All this hit me the other night, while talking to a friend on the phone. In sharing gratitude about life he commented “I can’t wait until I hit that point, of having good things show up for me”. This is exactly how I used to see things. I’ll be happy when I get (fill in the blank)…
My gratitude started back when I was paying out more money every month than I had coming in. I would have to utilize a credit card to grocery shop the weeks I had my son. I struggled to find $20 for work money week after week. I as paying child support, spousal support, health insurance and major visa debt because a judge told me I would. My support team would not let me file bankruptcy because they said I had to experience trusting God to help me fulfill my obligations. I was not in a relationship, or in unhealthy relationships. It was while living like this that I was taught to be grateful. To feel the blessings God was bestowing upon me. To trust that if I could relinquish even a splinter of my fear, my faith would grow by forests.
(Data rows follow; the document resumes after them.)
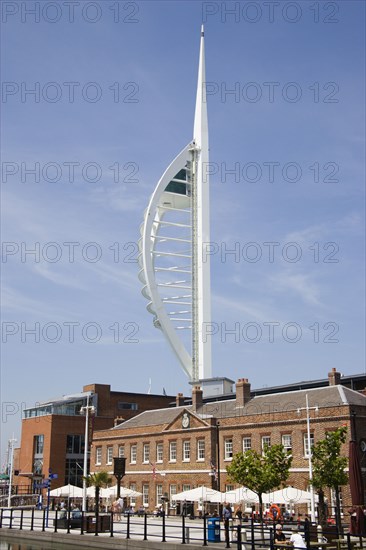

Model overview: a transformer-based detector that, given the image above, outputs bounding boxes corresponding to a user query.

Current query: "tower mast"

[192,25,212,381]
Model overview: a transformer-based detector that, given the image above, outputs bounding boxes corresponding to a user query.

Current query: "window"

[66,435,84,455]
[304,433,314,458]
[117,401,138,411]
[169,441,177,462]
[197,439,205,460]
[142,484,149,507]
[130,445,137,464]
[34,435,44,456]
[169,484,177,506]
[143,443,150,464]
[243,437,252,453]
[64,458,84,487]
[225,438,233,460]
[130,483,136,506]
[106,447,113,464]
[282,434,292,451]
[262,435,271,453]
[156,483,163,506]
[156,443,163,462]
[183,441,191,462]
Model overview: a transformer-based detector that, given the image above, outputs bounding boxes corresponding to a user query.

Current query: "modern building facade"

[91,369,366,513]
[14,384,180,493]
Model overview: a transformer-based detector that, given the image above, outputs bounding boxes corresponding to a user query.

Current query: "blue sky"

[1,0,365,466]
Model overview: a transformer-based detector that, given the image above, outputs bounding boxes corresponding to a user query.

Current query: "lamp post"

[216,422,221,491]
[80,393,95,512]
[297,394,319,523]
[113,456,126,499]
[8,435,16,508]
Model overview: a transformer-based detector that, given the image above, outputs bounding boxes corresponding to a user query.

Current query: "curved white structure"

[139,27,211,382]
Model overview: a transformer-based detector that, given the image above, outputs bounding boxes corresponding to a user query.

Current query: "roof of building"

[111,385,366,430]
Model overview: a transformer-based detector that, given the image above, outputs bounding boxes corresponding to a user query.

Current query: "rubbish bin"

[207,518,220,542]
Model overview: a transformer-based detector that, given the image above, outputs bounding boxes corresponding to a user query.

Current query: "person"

[290,527,306,548]
[235,504,243,541]
[222,502,233,548]
[112,499,122,521]
[273,523,287,545]
[235,504,243,525]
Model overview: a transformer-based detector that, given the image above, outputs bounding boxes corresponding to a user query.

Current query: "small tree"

[310,426,348,531]
[85,470,112,532]
[226,445,292,522]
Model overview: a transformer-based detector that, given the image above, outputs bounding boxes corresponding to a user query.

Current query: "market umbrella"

[348,440,366,536]
[174,485,225,502]
[50,483,83,498]
[225,487,259,504]
[263,487,311,504]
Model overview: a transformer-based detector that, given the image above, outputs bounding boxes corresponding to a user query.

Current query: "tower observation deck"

[139,27,212,382]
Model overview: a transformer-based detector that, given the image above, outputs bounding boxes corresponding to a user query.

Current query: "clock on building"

[182,413,190,428]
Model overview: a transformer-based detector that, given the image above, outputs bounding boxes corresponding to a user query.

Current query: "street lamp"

[8,435,16,508]
[80,393,95,512]
[297,394,319,523]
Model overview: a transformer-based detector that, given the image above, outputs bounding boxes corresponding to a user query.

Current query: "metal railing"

[0,508,366,550]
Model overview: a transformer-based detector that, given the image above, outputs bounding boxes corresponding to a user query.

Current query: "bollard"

[54,509,58,533]
[126,514,130,539]
[161,513,166,542]
[144,512,147,540]
[250,515,255,550]
[9,508,13,529]
[67,506,71,534]
[316,525,323,542]
[182,514,186,544]
[42,508,46,532]
[203,515,207,546]
[236,524,241,550]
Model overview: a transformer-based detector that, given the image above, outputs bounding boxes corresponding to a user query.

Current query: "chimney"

Several years later… I was able to purchase my dream bike last week. A 2014 Harley Davidson Street Glide Special. Absolutely Awesome!! At the same time, the bike in itself isn’t the gift. It’s the experiences or memories that really have me excited. The ride to Ohio & New York with a friend in June. The experience of jumping on it this summer and riding to whatever campground I end up at. My 3,500 mile ride from Arizona back to MI in the fall.
And most of all, it’s in knowing that if the bike went away, if the job changes or whatever may happen in ‘life to come’, I will have all my needs met, well beyond what I can imagine. We all do. All we have to do is to choose to shift our focus. Find one thing to consider a blessing and then another and pretty soon they will start to pop up automatically… I dare you to try it!